A meeting of all leaders of the Collective Security Treaty Organization was held in Moscow on 16 May. The meeting marked the 30th anniversary of the security agreement and the 20th anniversary of the organization’s life. They were attended by the heads of state of the member states: Armenian Prime Minister Nikol Pashinyan, President of Belarus Aleksandr Lukashenko, President of Kazakhstan Kassym-Jomart Tokayev, President of Kyrgyzstan Sadyr Japarov, President of Tajikistan Emomali Rahmon and President of Russia Vladimir Putin. But was it just a celebration or a promise of something new?
The Collective Security Treaty Organization is a security defense alliance that unites many of the former Soviet states. After the formation of the Commonwealth of Independent States (CIS) in 1991, a major concern for Russia, in particular, was its continued influence in the now isolated, former territory. The CIS was the first step toward this but something more effective was needed, a security alliance would be formed when the newly established states would acquire a suitable national military force. The alliance was formed in 1992 in response to external threats. The agreement was signed in Tashkent with the participation of Uzbekistan, Georgia, and Azerbaijan.
The fourth article of the Treaty sums up the alliance`s main goal by stipulating that an aggression towards a member will immediately activate all the other members concerning necessary assistance, including a military one. A provision, this one, reminiscent of the equivalent article of the NATO treaty. A recent application of this provision took place during the January 2022 protests in Kazakhstan, when president Tokayev required the CSTO support to suppress what had been depicted as a terrorist threat.
The recent meeting in Moscow did not seem to be just a celebration.
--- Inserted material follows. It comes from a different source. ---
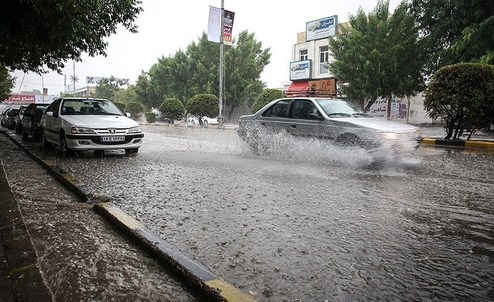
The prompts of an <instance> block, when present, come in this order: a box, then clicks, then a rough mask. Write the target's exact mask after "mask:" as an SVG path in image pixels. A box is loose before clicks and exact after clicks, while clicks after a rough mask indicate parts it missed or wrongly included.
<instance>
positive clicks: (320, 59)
mask: <svg viewBox="0 0 494 302" xmlns="http://www.w3.org/2000/svg"><path fill="white" fill-rule="evenodd" d="M349 26H350V23H349V22H346V23H342V24H339V23H338V16H330V17H326V18H321V19H317V20H314V21H309V22H307V23H306V29H305V31H304V32H300V33H297V43H296V44H295V45H293V48H292V61H291V62H290V81H292V82H291V84H290V85H289V86H288V87H287V89H286V94H287V96H289V97H292V96H310V95H313V96H330V97H336V96H337V94H338V93H337V79H335V78H334V75H333V74H331V73H330V71H329V64H330V63H331V61H332V60H333V57H332V55H331V53H330V51H329V43H328V41H329V39H331V37H334V36H336V35H337V34H338V32H339V31H340V30H342V29H344V28H346V27H349ZM423 104H424V97H423V94H419V95H417V96H414V97H410V98H404V99H400V98H393V99H392V100H391V101H390V102H389V103H388V100H382V99H379V100H377V101H376V102H375V104H374V105H372V106H371V108H370V110H369V112H368V113H369V114H371V115H373V116H375V117H377V118H383V119H390V120H397V121H403V122H407V123H410V124H424V123H432V122H433V120H432V119H431V118H430V117H428V116H427V113H426V111H425V110H424V105H423Z"/></svg>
This can be understood in the speech of Vladimir Putin where he made it clear that the Unipolar Order belongs to the past and has new divisions. The West has been blamed for a bitter struggle over the CSTO’s responsibilities, first and foremost a full-scale hybrid war against its members, particularly Russia and Belarus. Furthermore, NATO is described as a hypocritical alliance that covers its aggressive character behind a defensive, including neutral states such as Sweden and Finland.
An important element of the discourse is the reference to the motives of the well-known Nazis. According to the Russian president, the West, through NATO, is poisoning Ukraine by injecting strong doses of nationalism and Nazism, citing the strong wave of Russophobia in Europe, the first example being the city of Odessa. So the members of the CSTO need to form a more united coalition through greater political coordination.
Although the latter seems to be the main goal of the discourse on tackling the new augmented NATO wave, a fundamental question naturally arises and concerns whether these statements should be considered as truly politically limited, or whether they represent a soft one. Introducing a new military strategy. Whatever the choice, the scene may not remind us of a new version of the Cold War era.